Fair enough: why would he do that?
But Cave’s response on the Red Hand Files blog raises a relevant question for all of us when considering what the AI revolution means for our own lives and careers.
For Cave, ChatGPT could not write “real songs”, only “duplicate, burlesque stuff”. That’s because real songs, he says, come out of “the human struggle of complex, inner creation.”
This is what we humble humans can offer, AI can only imitate, the transcendental journey of an artist forever wrestling with his own faults. That’s where human talent resides, embedded deep within its limits, yet surpassing them. ”
Today, artists have been plagued by the stifling effects of technology since time immemorial.
Back in 1906, composer John Philip Sousa made a very famous rebuttal to a future invention called the gramophone.
“Historically, the whole process of music, from the first days to the present day, has been along the lines of making music the expression of the state of the soul. I propose again to reduce musical expression to a mathematical system of megaphones, wheels, gears, discs and cylinders.”
Similar denunciations can be found for electric guitars, synthesizers, drum machines, Auto-Tune, and nearly every new development in songwriting or recording.
But time and time again, people find ways to use this technology in exciting and creative ways.
Think of the golden age of hip-hop. Consider how producers have deployed sampling to create entirely new kinds of music.
That example, particularly legal constraints on subsequent sampling, shows how the likelihood associated with a particular technique depends on the social and economic context in which it emerges.
After all, most pop songs aren’t the result of individual geniuses, and they haven’t been for a long time. The New York Times, dating back to 1910 You can publish an article titled “How Popular Song Factory Creates Hits”.
“Today, the consumption of songs by the American public is as constant as the consumption of shoes, and demand is equally met by factory output.”
Then, as now, companies in fierce business adopted the method of making the most profit as quickly as possible.
AI doesn’t have to be genius to disrupt pop music and many other fields. It has to be good enough so that it can reverse any loss in quality that it makes by being cheap compared to human labor.
A few years ago, John Seabrook documented how Swedish producers like Denniz Pop, Max Martin and Dr Luke changed contemporary music in his book The Song Machine. To create iconic songs by Taylor Swift, Rihanna, Katy Perry, Beyoncé, and more, production wizards start with simple chord progressions on their laptops and then pass that file through to hundreds of thousands of singers, melody makers, and hook writers. , lyricists and tastemakers, then mix digital takes from multiple contributors into a seamless whole.
David Hajdu of The Nation describes the method as “industrialization of the method by mining vast digital repositories of past records, or by emulating or referencing them through synthesis, and manipulating and mashing them up.” We describe it as post-industrial rather than edgy.”
AI is perfect for this kind of songwriting.
Max Martin famously gave Britney Spears the amazing lyric “Hit me baby one more time” because the non-native English speaker misunderstood teen slang in text messages.

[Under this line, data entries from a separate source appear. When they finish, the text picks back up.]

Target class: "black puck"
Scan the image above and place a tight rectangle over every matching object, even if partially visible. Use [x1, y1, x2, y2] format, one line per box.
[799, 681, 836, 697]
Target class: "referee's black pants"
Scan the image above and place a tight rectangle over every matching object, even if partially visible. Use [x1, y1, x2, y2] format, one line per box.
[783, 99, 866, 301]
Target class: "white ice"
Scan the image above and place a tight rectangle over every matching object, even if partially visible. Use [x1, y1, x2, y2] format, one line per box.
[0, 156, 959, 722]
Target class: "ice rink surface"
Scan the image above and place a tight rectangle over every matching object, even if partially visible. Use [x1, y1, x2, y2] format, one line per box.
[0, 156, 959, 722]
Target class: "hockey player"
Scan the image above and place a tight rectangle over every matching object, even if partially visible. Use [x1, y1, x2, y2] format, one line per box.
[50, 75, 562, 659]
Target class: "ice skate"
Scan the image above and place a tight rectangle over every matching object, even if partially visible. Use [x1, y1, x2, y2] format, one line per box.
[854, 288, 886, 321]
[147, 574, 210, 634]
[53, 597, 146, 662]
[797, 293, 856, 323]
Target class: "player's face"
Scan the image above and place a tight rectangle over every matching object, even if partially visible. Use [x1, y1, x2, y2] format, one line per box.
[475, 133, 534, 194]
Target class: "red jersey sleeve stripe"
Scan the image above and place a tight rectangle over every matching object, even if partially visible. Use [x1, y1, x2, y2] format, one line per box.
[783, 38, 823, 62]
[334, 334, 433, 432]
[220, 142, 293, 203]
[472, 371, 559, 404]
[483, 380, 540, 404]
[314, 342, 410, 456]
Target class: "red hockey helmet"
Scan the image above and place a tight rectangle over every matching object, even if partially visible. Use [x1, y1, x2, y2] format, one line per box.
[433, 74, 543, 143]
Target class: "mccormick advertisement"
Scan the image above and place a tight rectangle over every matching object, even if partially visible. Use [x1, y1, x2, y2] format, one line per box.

It’s because Still, as songwriter Ulf Ekberg explained, “It was an advantage for us that English was not our native language, because we treated it very disrespectfully, and it seemed like we weren’t very close to the melody. Because you can find the words.”
Does anyone really think Martin and his team didn’t make use of ChatGPT?
None of this means that AI itself is an obstacle to music production. The problem lies less with technology than with a social system that directs all innovation to immediate profit, regardless of its impact on art or society.
If an AI-generated song “in the style of Nick Cave” makes money, no matter how poor the results, you get it.
Given the loyalty of his fan base, it probably won’t affect Cave much.
After all, AI doesn’t have to be a genius to put you out of work. It should be adequate and slightly cheaper.